VC’s recent discussion of ideological tolerance on campus naturally leads us to the question of how far such tolerance should extend. This is the key issue raised by the case of former Taliban spokesman Sayed Rahmatullah Hashemi , the nondegree Yale student who is now being considered for admission to the undergraduate program.
My own view is that an applicant’s political ideology, no matter how odious, should be ignored in academic admissions decisions. In the case of public institutions, such nondiscrimination is required by the First Amendment. For private institutions like Yale, I would argue that it is the right policy, though not legally mandatory. Although schools may have to admit the occasional Nazi, Communist, or radical Islamist, that is better than letting university bureaucrats exclude any applicants whose views they find objectionable.

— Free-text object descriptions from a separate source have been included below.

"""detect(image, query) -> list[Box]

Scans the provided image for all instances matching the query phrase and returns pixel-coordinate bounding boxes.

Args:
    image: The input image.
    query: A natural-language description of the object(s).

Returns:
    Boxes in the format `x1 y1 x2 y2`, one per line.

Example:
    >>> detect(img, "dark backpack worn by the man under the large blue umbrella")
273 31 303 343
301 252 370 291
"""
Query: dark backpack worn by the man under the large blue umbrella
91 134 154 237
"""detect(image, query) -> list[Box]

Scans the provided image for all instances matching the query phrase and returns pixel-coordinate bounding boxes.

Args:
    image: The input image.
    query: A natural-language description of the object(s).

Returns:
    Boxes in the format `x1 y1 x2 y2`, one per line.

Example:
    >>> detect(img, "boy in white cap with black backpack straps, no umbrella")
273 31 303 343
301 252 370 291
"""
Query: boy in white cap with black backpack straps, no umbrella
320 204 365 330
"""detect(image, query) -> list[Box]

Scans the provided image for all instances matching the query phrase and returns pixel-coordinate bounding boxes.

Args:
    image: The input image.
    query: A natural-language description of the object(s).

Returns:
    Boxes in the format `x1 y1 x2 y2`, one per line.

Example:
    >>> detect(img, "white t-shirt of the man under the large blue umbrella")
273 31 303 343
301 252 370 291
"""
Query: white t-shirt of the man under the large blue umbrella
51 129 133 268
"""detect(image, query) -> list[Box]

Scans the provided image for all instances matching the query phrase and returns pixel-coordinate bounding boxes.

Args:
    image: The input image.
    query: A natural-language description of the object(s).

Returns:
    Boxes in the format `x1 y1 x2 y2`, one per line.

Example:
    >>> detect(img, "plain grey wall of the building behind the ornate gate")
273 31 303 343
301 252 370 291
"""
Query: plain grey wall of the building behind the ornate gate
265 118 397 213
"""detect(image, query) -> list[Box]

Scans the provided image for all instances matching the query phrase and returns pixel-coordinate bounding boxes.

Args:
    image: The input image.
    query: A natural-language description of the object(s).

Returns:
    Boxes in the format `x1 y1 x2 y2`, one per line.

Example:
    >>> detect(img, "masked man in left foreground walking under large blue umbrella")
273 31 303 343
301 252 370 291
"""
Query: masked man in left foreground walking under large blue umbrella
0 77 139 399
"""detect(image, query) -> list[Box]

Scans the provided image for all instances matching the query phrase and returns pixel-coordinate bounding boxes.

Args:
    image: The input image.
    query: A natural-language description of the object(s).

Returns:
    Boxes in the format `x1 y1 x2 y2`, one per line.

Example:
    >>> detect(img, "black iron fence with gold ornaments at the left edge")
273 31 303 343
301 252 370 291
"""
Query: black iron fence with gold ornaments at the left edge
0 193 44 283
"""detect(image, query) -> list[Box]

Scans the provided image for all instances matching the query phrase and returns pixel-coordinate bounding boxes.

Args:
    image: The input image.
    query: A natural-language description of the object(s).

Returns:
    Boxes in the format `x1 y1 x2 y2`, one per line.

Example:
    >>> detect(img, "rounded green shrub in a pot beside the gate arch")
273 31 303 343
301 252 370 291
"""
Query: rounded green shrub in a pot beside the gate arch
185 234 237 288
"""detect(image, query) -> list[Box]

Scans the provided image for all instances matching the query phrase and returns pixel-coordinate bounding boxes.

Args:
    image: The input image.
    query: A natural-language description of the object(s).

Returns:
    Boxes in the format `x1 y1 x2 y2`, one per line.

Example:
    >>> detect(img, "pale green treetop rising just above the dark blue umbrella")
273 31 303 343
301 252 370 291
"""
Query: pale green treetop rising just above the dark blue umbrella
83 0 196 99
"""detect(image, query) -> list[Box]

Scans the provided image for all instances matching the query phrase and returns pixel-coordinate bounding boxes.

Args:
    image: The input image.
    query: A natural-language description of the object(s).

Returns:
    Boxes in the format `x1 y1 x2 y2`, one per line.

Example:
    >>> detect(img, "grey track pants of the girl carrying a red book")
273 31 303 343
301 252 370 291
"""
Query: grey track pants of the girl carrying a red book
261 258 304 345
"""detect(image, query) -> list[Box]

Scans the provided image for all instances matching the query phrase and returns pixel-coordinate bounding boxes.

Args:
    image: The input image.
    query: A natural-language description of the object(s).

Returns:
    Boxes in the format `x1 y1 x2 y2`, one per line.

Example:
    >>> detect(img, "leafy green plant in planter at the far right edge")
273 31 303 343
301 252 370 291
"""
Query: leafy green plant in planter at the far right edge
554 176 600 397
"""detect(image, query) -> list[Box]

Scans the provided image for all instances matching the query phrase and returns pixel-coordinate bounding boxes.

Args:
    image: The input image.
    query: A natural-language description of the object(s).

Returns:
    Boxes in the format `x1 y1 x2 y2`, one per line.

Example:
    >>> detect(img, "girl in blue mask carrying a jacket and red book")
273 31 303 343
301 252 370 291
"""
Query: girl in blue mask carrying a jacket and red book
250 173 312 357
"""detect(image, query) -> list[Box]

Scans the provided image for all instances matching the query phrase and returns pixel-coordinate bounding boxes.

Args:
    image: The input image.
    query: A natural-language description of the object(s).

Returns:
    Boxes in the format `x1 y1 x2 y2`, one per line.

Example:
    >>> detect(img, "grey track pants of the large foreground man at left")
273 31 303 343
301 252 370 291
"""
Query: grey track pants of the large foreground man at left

Hashemi’s admission, however, cannot be justified even by my expansive theory of ideological nondiscrimination. This man was not just an ideological sympathizer of the Taliban. He was a paid agent. Being an actual agent of terrorists and oppressors is vastly different from merely having views similar to theirs. Yes, there is always the risk that some admissions office will decide to label the US or Israel or some other democracy a “terrorist” state and ban applicants who once worked for those governments. Practically speaking, however, I highly doubt that any major university would be willing to incur the opprobrium of doing so. Stigmatizing an entire nation (or even just its government) will be much more costly to universities than merely rejecting an individual applicant because the school objects to his views.
Finally, it should be emphasized that Yale was not simply applying ideological neutrality when they decided to accept Hashemi. They actually chose to take him because of his Taliban experience rather than in spite of it. As then-Yale Admissions Dean Richard Shaw admitted, Hashemi was accepted because of his “personal accomplishments that had significant impact” (see above link). Given that Hashemi was in his early twenties at the time and had never done anything else with “significant impact,” this is clearly a reference to his time with the Taliban. Even if Yale chooses not to ban applicants who worked for the Taliban, it should at least not count Taliban experience as a point in their favor.